Mit zunehmenden Hitzewellen und steigenden Temperaturen wird der sommerliche Wärmeschutz auch zur zentralen Herausforderung für Bauwirtschaft und Gebäudetechnik. Besonders moderne, gut gedämmte und luftdichte Gebäude neigen zur Überhitzung – gerade dort, wo Fensterflächen groß und Speichermassen vorhanden sind. Fest steht: Klassische Lösungen wie Klimaanlagen sind energieintensiv und nicht im Sinne nachhaltigen Bauens. Die natürliche Nachtlüftung bietet hier eine energieeffiziente und kostengünstige Alternative – wenn sie gezielt geplant und gesteuert wird.

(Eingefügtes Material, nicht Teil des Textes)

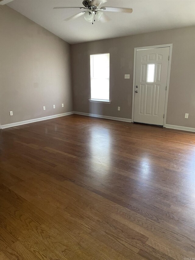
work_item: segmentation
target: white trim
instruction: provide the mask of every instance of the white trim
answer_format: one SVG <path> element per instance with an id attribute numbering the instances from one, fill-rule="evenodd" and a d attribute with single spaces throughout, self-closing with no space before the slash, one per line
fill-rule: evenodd
<path id="1" fill-rule="evenodd" d="M 111 101 L 109 100 L 104 100 L 103 99 L 89 99 L 90 102 L 94 102 L 94 103 L 105 103 L 106 104 L 110 104 Z"/>
<path id="2" fill-rule="evenodd" d="M 102 116 L 101 115 L 96 115 L 95 114 L 89 114 L 88 113 L 83 113 L 82 112 L 76 112 L 75 111 L 74 114 L 77 115 L 81 115 L 87 116 L 92 116 L 93 117 L 98 117 L 99 118 L 104 118 L 105 119 L 110 119 L 111 120 L 116 120 L 117 121 L 122 121 L 123 122 L 131 123 L 131 119 L 128 118 L 123 118 L 122 117 L 115 117 L 114 116 Z"/>
<path id="3" fill-rule="evenodd" d="M 171 71 L 171 56 L 172 55 L 172 50 L 173 44 L 170 43 L 169 44 L 162 44 L 161 45 L 154 45 L 153 46 L 147 46 L 145 47 L 137 47 L 134 48 L 134 63 L 133 65 L 133 96 L 132 104 L 132 122 L 133 122 L 133 116 L 134 115 L 134 86 L 135 85 L 135 69 L 136 59 L 136 51 L 138 50 L 144 50 L 147 49 L 154 49 L 156 48 L 164 48 L 165 47 L 169 47 L 169 59 L 168 65 L 168 72 L 167 73 L 167 91 L 166 93 L 165 98 L 165 118 L 163 123 L 164 127 L 166 127 L 166 120 L 167 117 L 167 102 L 168 101 L 168 89 L 169 85 L 169 80 L 170 78 L 170 72 Z"/>
<path id="4" fill-rule="evenodd" d="M 183 131 L 187 131 L 190 132 L 195 132 L 195 128 L 193 127 L 188 127 L 187 126 L 174 126 L 173 125 L 165 125 L 165 127 L 167 128 L 171 128 L 172 129 L 177 129 Z"/>
<path id="5" fill-rule="evenodd" d="M 60 116 L 68 116 L 69 115 L 72 115 L 74 113 L 74 111 L 73 111 L 71 112 L 63 113 L 62 114 L 54 115 L 53 116 L 45 116 L 44 117 L 40 117 L 39 118 L 35 118 L 34 119 L 30 119 L 29 120 L 25 120 L 25 121 L 21 121 L 20 122 L 11 123 L 11 124 L 7 124 L 6 125 L 2 125 L 1 126 L 1 129 L 3 129 L 5 128 L 7 128 L 8 127 L 12 127 L 13 126 L 21 126 L 22 125 L 25 125 L 26 124 L 34 123 L 35 122 L 38 122 L 39 121 L 47 120 L 48 119 L 51 119 L 52 118 L 55 118 L 56 117 L 59 117 Z"/>

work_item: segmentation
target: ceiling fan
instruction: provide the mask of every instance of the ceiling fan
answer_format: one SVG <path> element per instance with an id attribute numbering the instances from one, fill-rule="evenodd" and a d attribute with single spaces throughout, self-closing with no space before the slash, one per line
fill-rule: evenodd
<path id="1" fill-rule="evenodd" d="M 103 23 L 110 21 L 111 19 L 105 14 L 105 12 L 120 12 L 130 13 L 133 11 L 132 8 L 101 7 L 103 4 L 106 2 L 107 0 L 83 0 L 83 4 L 84 7 L 54 7 L 53 9 L 79 8 L 83 11 L 67 18 L 64 20 L 68 21 L 76 19 L 84 15 L 85 20 L 89 23 L 92 23 L 93 24 L 94 21 L 95 20 L 95 19 L 98 21 L 100 21 Z"/>

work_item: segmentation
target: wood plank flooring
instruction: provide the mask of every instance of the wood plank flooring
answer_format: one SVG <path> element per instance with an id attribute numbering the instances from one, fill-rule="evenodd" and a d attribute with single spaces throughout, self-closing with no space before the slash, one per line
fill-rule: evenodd
<path id="1" fill-rule="evenodd" d="M 0 260 L 195 259 L 194 133 L 74 115 L 0 137 Z"/>

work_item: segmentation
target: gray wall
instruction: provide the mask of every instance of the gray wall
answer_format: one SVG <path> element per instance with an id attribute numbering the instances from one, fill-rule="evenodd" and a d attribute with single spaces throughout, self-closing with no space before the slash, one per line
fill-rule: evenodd
<path id="1" fill-rule="evenodd" d="M 73 111 L 69 45 L 6 5 L 0 17 L 1 124 Z"/>
<path id="2" fill-rule="evenodd" d="M 131 119 L 134 48 L 172 43 L 166 123 L 195 127 L 195 42 L 193 27 L 71 45 L 75 111 Z M 111 103 L 90 103 L 90 55 L 107 52 Z M 130 79 L 124 79 L 129 73 Z"/>

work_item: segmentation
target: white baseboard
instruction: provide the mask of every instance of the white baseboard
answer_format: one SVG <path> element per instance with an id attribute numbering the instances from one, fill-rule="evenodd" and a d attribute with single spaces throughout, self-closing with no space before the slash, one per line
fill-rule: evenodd
<path id="1" fill-rule="evenodd" d="M 7 128 L 8 127 L 12 127 L 13 126 L 21 126 L 22 125 L 25 125 L 26 124 L 34 123 L 35 122 L 38 122 L 39 121 L 47 120 L 48 119 L 51 119 L 52 118 L 55 118 L 56 117 L 59 117 L 60 116 L 65 116 L 72 115 L 73 114 L 74 114 L 74 111 L 63 113 L 62 114 L 58 114 L 58 115 L 54 115 L 53 116 L 45 116 L 44 117 L 35 118 L 34 119 L 30 119 L 30 120 L 26 120 L 25 121 L 21 121 L 20 122 L 11 123 L 11 124 L 7 124 L 6 125 L 2 125 L 1 126 L 1 129 L 3 129 L 5 128 Z"/>
<path id="2" fill-rule="evenodd" d="M 104 118 L 105 119 L 110 119 L 111 120 L 116 120 L 117 121 L 122 121 L 123 122 L 131 123 L 131 119 L 128 118 L 123 118 L 122 117 L 115 117 L 114 116 L 102 116 L 101 115 L 96 115 L 95 114 L 89 114 L 88 113 L 83 113 L 82 112 L 74 112 L 74 114 L 77 115 L 81 115 L 87 116 L 92 116 L 94 117 L 98 117 L 99 118 Z"/>
<path id="3" fill-rule="evenodd" d="M 195 132 L 195 128 L 193 127 L 187 127 L 186 126 L 174 126 L 173 125 L 165 125 L 165 127 L 167 128 L 171 128 L 172 129 L 181 130 L 183 131 L 187 131 L 190 132 Z"/>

Ziel des Projekts CoolBRICK
Das Forschungsprojekt CoolBRICK untersuchte erstmals unter Realbedingungen, wie unterschiedlich Lüftungsszenarien nachts wirken – insbesondere in Kombination mit Ziegelmauerwerk als Speichermasse. Im Fokus: die Wirkung verschiedener Fensterstellungen, Steuerungstechniken und Lüftungsformen auf die nächtliche Abkühlung von Gebäuden.

Untersuchung unter Realbedingungen
Das Herzstück des Forschungsprojekts waren zwei baugleiche Testhäuser mit Ziegelwänden und Außenrollos an den Fenstern auf dem Gelände der BAUAkademie Salzburg (siehe Titelbild). Diese wurden jahrelang mit mehr als 200 Sensoren überwacht, um das tatsächliche Kühlpotenzial verschiedener Nachtlüftungsszenarien zu erfassen. Zudem wurden unterschiedliche Steuerungstechnologien und Fensteröffnungsstellungen – von klassischer Kippstellung bis hin zu automatisierten Querlüftungen und anhand von mathematischen Modellen – getestet. Die Ergebnisse sind wegweisend: “Das Projekt liefert erstmals umfassende, empirische Daten darüber, wie natürliche Nachtlüftung und gezielte Abkühlung der Speichermassen am wirksamsten eingesetzt werden können”, erklärt Heinz Hackl, Public Affairs Manager bei Velux Österreich. “Schon einfache Maßnahmen wie die gezielte Querlüftung bringen einen enormen Effekt. Das Potenzial dieser Low-Tech-Methode war bisher vielfach unterschätzt.”
Wesentliche Erkenntnisse für die Baupraxis
1. Kippfenster reichen nicht aus
Die klassische Fenster-Kippstellung sorgt zwar für hygienischen Luftaustausch, reduziert aber die Raumtemperatur nur um ca. 1,6 °C – bei einer maximalen Luftwechselrate von 2 h⁻¹. In modernen, gut gedämmten Gebäuden ist das oft zu wenig, um sommerliche Überhitzung zu vermeiden.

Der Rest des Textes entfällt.